Examples of such changes:
- change in the message structure
- change in the cryptographic algorithm
- change in communication channels
Decision
In order to synchronize all nodes behavior transition, the Release Team will define Eras that start at a given Cardano Epoch and lasts until the next Era begins. When nodes detect an Era change, they switch from old to new behavior hence all transitioning at almost the same time.
Consequences
Release Team
The release team is the team responsible of releasing new versions of Mithril software. The Release Team will be responsible to set the Epoch at which Eras change using an Era Activation Marker. In order to be able to determine when the new Era will begin, the Release Team has to know what is the share of the total Mithril stake that can run the new behavior. Signer node software versions has to be monitored.
Version monitoring
The Release Team must be aware of the software version run by the Signer nodes and their associated stake. The version is going to be added to all HTTP headers in inter-node communication. In a first step, the Aggregator nodes will record this information, and provide the mapping of stakes to Signer nodes.

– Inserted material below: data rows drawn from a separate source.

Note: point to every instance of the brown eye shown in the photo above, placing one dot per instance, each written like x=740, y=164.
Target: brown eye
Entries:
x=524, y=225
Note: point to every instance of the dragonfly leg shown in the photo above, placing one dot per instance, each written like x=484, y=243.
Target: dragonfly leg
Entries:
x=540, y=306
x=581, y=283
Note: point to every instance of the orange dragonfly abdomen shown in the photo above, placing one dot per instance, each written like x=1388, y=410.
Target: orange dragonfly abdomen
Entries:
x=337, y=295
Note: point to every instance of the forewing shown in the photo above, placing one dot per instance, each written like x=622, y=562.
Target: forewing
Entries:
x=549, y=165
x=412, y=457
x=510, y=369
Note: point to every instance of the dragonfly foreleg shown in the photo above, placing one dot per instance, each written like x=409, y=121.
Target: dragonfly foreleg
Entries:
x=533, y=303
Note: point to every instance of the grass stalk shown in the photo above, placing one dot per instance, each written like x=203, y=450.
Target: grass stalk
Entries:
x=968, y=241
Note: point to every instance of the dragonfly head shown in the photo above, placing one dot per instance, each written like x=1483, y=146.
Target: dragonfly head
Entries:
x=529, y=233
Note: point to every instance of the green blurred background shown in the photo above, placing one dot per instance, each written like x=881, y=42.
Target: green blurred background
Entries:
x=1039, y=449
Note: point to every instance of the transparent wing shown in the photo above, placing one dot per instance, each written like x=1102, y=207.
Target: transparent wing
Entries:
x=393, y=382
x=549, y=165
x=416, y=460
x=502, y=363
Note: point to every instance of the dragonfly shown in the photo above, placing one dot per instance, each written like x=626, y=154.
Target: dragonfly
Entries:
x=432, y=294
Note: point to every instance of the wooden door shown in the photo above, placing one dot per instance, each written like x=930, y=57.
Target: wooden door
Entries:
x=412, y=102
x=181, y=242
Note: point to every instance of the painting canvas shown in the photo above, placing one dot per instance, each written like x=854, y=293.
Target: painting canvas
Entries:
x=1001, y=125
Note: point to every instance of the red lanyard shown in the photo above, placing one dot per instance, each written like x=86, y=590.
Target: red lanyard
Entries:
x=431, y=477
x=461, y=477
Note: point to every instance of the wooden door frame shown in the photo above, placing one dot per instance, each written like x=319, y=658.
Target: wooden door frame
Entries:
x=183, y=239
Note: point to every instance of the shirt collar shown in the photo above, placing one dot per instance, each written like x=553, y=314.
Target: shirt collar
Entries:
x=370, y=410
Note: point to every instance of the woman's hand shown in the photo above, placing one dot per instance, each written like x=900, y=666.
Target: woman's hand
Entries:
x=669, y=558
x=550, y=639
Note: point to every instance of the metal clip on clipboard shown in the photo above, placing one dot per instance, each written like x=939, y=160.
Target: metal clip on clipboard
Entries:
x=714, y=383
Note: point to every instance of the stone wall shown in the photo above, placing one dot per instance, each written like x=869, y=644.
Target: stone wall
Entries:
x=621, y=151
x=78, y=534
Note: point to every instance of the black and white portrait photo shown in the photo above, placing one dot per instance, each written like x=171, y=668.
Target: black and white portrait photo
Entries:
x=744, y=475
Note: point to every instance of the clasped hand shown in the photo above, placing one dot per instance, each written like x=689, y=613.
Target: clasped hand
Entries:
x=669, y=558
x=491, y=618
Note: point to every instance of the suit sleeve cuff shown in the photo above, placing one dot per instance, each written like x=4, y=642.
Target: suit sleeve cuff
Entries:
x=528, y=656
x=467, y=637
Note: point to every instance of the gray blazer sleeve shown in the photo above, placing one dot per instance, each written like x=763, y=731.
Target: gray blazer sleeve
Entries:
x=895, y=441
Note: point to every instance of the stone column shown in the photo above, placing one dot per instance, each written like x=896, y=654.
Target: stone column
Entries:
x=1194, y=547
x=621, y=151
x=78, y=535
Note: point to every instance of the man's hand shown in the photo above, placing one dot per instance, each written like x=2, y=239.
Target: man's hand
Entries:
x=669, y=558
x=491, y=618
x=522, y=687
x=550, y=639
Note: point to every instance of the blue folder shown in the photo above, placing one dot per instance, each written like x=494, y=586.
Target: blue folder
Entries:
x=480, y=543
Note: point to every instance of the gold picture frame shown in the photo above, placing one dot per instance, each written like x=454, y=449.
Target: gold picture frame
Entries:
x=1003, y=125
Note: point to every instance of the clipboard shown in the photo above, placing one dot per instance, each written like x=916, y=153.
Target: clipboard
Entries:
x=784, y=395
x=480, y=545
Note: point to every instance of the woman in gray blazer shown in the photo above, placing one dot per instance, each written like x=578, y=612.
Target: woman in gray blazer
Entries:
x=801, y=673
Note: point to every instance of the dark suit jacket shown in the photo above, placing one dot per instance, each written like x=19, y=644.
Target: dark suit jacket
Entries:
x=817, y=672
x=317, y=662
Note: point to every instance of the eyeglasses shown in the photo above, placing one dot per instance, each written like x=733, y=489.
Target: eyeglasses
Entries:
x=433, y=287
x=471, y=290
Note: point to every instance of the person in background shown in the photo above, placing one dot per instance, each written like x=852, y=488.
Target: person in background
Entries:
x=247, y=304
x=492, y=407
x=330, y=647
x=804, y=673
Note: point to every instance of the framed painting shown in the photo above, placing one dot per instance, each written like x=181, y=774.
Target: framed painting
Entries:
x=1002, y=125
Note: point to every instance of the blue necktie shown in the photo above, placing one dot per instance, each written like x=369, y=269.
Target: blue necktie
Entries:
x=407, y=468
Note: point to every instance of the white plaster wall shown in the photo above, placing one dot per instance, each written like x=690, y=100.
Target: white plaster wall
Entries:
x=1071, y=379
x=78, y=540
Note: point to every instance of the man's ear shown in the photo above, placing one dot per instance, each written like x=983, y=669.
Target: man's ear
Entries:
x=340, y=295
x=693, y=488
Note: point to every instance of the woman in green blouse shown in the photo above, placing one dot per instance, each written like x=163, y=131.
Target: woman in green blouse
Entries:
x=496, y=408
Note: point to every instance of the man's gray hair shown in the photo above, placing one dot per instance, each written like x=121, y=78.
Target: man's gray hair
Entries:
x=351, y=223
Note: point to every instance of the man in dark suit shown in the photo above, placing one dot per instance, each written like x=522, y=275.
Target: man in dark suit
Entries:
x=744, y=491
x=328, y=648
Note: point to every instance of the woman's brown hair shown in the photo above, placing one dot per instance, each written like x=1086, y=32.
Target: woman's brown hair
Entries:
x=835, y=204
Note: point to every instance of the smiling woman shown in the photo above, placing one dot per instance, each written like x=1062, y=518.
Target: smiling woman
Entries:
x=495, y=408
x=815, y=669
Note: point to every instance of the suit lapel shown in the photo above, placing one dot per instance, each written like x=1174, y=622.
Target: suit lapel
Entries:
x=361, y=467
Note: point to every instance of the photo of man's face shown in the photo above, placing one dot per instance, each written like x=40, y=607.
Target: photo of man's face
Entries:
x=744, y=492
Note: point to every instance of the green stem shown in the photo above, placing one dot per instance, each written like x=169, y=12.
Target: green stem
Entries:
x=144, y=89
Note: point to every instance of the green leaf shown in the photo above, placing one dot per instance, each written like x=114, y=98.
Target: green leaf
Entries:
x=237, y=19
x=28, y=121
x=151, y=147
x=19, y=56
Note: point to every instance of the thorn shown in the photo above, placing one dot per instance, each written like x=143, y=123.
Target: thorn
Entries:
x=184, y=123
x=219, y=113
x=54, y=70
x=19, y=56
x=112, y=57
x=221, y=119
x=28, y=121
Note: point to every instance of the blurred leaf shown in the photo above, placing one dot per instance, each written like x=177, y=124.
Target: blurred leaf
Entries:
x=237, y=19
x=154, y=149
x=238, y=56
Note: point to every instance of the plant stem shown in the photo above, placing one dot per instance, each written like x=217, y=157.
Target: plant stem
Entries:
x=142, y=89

This configuration works in the case where there is a centralized Aggregator Node (as it is today). In the future, there may be several Aggregator nodes working in a decentralized manner. This would mean having a separate monitoring service, and also monitor the aggregators node versions.
Era Activation Marker
An Era Activation Marker is an information shared among all the nodes. For every upgrade, there are two phases:
- a first marker is set on the blockchain that just indicates a new Era will start soon and softwares shall be updated.
- a second marker is set that specifies the Epoch when they must switch from old to new behavior.
Every Era Activation Marker will be a transaction in the Cardano blockchain. This implies the nodes must be able to read transactions of the blockchain. Era Activation Markers can be of the same type, the first maker does not hold any Epoch information whereas the second does.
Node will check the blockchain for Markers at startup and for every new Epoch. When a node detects a Marker, it will warn the user if it does not support the incoming Era that he must upgrade his node. If the node detects it does not support the current Era, it will stop working with an explicit error message. To ease that operation, Era Activation Marker will be made sortable.
Behavior Switch
The nodes must be able to switch from one behavior to another when the Era Epoch is reached. This means the software must embed both behaviors. The switch is developed as a one time operation, there is no rollback mechanism available. Once the Epoch is transitioned and the switch has occurred, a new software release can remove the old behavior from the codebase.